Decomposition of reductive regular prehomogeneous vector spaces

TL;DR

This paper introduces the concept of quasi-irreducible prehomogeneous vector spaces (PV) and demonstrates that any regular PV can be decomposed into these Q-irreducible components, providing a new structural understanding.

Contribution

It defines quasi-irreducible PVs, proves their intrinsic nature in completely Q-reducible PVs, and classifies Q-irreducible PVs of parabolic type.

Findings

Q-irreducible PVs are intrinsically defined.

Any regular PV decomposes into Q-irreducible PVs.

Classification of Q-irreducible PVs of parabolic type.

Abstract

Let (G,V) be a regular prehomogeneous vector space (abbreviated to PV), where G is a connected reductive algebraic group over C. If $V= \oplus_{i=0}^{n}V_{i}$ is a decomposition of V into irreducible representations, then, in general, the PV's $(G,V_{i})$ are no longer regular.
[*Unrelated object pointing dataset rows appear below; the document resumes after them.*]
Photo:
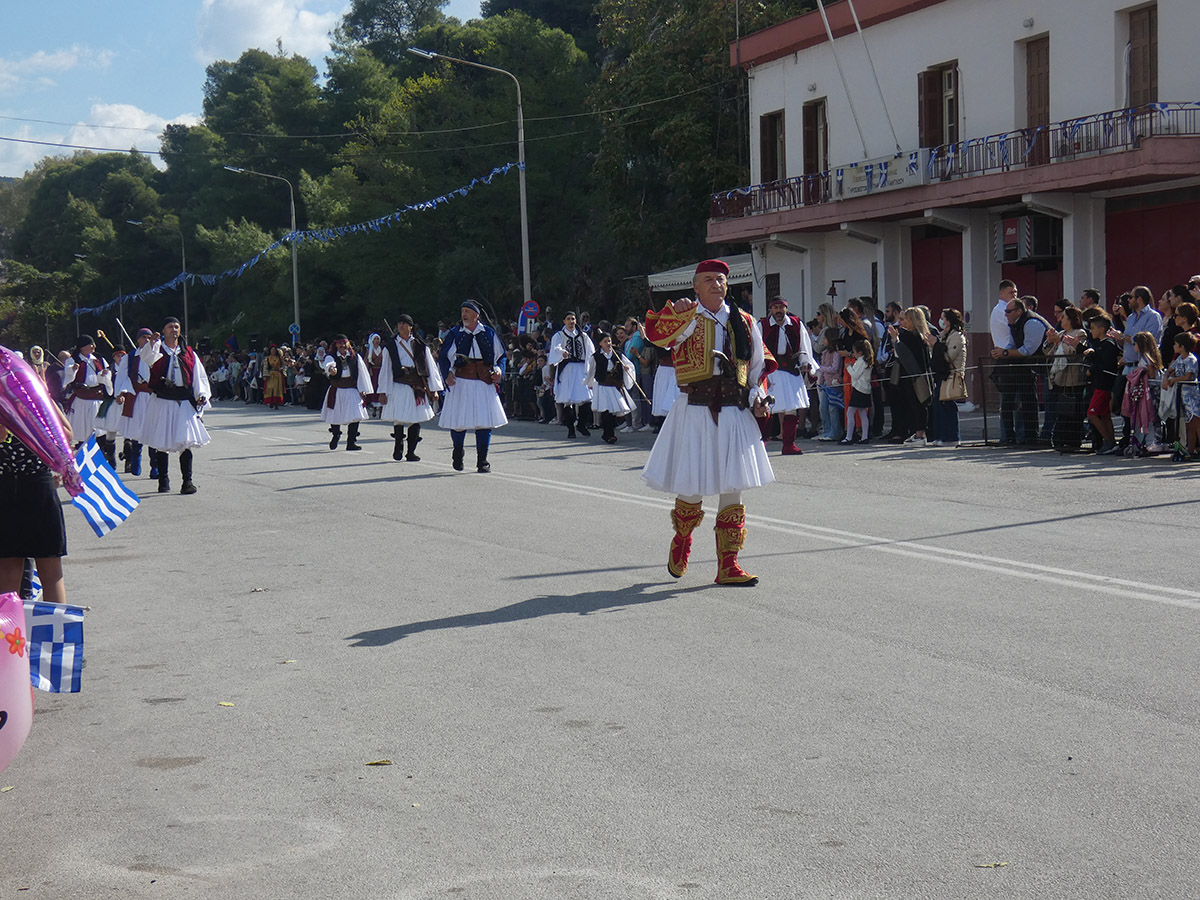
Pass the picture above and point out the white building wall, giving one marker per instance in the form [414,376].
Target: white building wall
[987,37]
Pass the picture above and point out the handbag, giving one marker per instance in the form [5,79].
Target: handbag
[953,388]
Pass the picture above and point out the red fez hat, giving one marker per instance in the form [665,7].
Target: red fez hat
[713,265]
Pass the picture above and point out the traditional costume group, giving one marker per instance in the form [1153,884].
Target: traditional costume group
[472,361]
[709,443]
[349,383]
[408,381]
[179,395]
[789,341]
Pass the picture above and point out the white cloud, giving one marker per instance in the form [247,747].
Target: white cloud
[109,126]
[227,28]
[120,126]
[18,159]
[40,67]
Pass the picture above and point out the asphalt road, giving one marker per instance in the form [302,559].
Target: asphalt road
[966,673]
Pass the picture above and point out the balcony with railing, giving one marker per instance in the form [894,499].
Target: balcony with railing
[1113,132]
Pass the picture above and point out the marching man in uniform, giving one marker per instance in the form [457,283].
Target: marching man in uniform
[789,341]
[349,383]
[87,382]
[407,379]
[472,361]
[132,390]
[180,391]
[570,354]
[709,443]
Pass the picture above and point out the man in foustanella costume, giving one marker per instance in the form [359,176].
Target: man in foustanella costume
[787,340]
[408,378]
[709,443]
[472,361]
[349,383]
[179,394]
[132,389]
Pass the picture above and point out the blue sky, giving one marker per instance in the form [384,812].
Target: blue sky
[112,75]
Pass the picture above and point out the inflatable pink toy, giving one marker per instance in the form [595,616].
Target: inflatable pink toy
[29,413]
[16,695]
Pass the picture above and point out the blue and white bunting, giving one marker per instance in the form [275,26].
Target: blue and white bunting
[324,235]
[105,501]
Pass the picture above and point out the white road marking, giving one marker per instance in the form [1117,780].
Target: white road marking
[999,565]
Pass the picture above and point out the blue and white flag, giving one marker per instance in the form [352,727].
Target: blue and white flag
[55,646]
[105,501]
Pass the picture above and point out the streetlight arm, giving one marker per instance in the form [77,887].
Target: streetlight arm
[521,179]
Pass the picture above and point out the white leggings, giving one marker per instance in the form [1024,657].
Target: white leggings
[864,418]
[725,499]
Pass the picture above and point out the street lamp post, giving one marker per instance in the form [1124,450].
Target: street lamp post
[525,211]
[295,276]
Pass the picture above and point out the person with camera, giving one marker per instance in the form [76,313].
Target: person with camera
[472,361]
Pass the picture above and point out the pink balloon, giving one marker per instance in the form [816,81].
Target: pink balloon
[28,412]
[16,695]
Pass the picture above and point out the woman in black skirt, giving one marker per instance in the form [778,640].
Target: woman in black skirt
[31,525]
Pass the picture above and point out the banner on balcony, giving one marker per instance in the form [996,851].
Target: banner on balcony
[323,235]
[887,173]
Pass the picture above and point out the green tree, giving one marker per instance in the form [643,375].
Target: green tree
[385,27]
[677,131]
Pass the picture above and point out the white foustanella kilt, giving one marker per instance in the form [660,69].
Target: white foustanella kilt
[83,418]
[665,391]
[469,405]
[694,456]
[790,391]
[347,407]
[131,427]
[611,400]
[173,425]
[402,406]
[570,383]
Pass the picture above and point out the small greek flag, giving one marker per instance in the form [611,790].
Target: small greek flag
[105,501]
[55,646]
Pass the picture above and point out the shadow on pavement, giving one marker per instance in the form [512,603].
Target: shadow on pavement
[535,607]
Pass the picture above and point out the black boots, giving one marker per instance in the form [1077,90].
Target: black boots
[161,468]
[185,472]
[414,438]
[108,449]
[609,423]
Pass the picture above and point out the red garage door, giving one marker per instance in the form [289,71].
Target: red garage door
[1152,240]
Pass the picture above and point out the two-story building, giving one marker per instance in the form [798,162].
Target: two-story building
[921,150]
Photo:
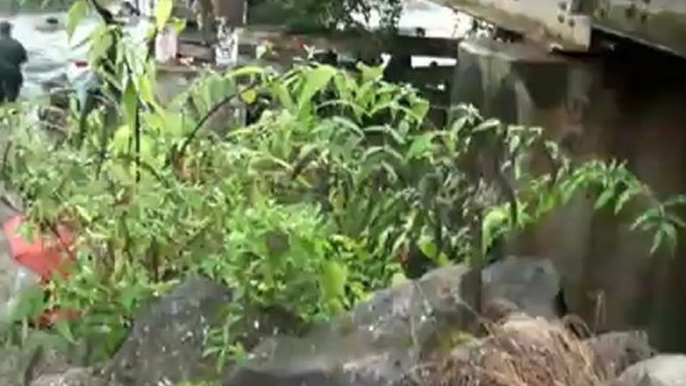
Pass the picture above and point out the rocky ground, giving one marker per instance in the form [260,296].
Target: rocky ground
[427,332]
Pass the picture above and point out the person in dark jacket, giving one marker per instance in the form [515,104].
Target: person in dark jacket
[12,57]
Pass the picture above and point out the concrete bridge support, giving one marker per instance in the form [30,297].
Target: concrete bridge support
[627,105]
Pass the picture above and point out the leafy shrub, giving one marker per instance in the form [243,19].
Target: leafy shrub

In this paper we introduce the notion of quasi-irreducible PV (abbreviated to Q-irreducible), and show first that for completely Q-reducible PV's, the Q-isotopic components are intrinsically defined, as in ordinary representation theory. We also show that, in an appropriate sense, any regular PV is a direct sum of quasi-irreducible PV's. Finally we classify the quasi-irreducible PV's of parabolic type.